Mit dem Kommando mail können Sie aus einem Shell-Skript heraus E-Mails versenden. Zuvor muss für Ubuntu allerdings noch die Postfix-Konfiguration angepasst werden. Näheres hierzu entnehmen Sie der Dokumentation zu Postfix. Mithilfe der Option -s können Sie dann eine einfache Text-E-Mail mit dem Betreff (-s = Subject) an eine Adresse schicken, beispielsweise:

user$ echo "Hallo" | mail -s "Betreff" rhatt@gmx.de

Da nicht alle mail-Kommandos die Option -s für einen Betreff haben, können Sie gegebenenfalls auch auf mailx oder Mail (mit großen »M«) zurückgreifen, die auf einigen Systemen vorhanden sind. Mit cat können Sie natürlich auch den Inhalt einer ganzen Datei an die E-Mail-Adresse senden:

user$ cat datei.txt | mail -s "Ein Textdatei" rhatt@gmx.de

Dabei kann man auch die Ausgaben eines Kommandos per mail an eine Adresse versenden:

user$ ps -ef | mail -s "Prozesse 12Uhr" rhatt@gmx.de

Sinnvoll kann dies z. B. sein, wenn auf einem System ein bestimmtes Limit überschritten wurde. Dann können Sie sich (oder einem anderen Benutzer) eine Nachricht zukommen lassen. Ebenso kann überprüft werden, ob ein Server dauerhaft verfügbar ist. Testen Sie etwa stündlich (z. B. mit cron) mittels nmap (hier kann man nicht nur nachsehen, ob die Netzwerkkarte das UDP-Paket zurückschickt, sondern auch direkt nachschauen, ob der Port des betreffenden Dienstes noch offen ist), ob der Server erreichbar ist.

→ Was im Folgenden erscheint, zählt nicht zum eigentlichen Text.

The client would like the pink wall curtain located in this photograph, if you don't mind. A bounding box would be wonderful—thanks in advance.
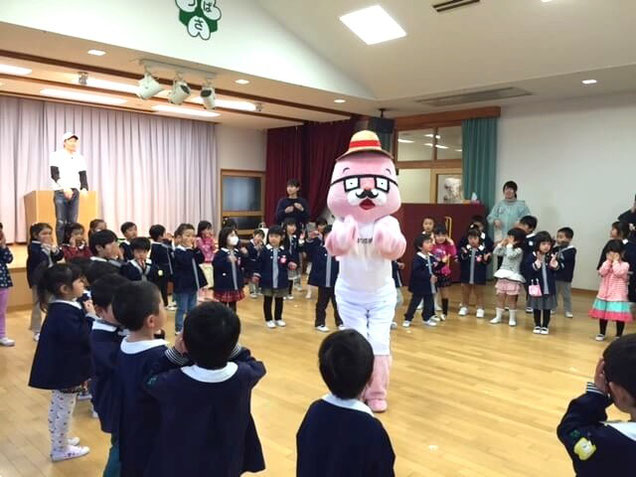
[0,97,218,242]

Ist er es einmal nicht, können Sie sich hierüber eine Nachricht zukommen lassen. Zusätzliche Optionen, die Sie mit mail bzw. mailx verwenden können, sind:


Option Bedeutung

-s Betreff

Hier können Sie den Betreff (Subject) der E-Mail angeben.

-c Adresse

Diese Adresse bekommt eine Kopie der E-Mail.

-b Adresse

Diese Adresse bekommt eine »blind carbon copy« der E-Mail.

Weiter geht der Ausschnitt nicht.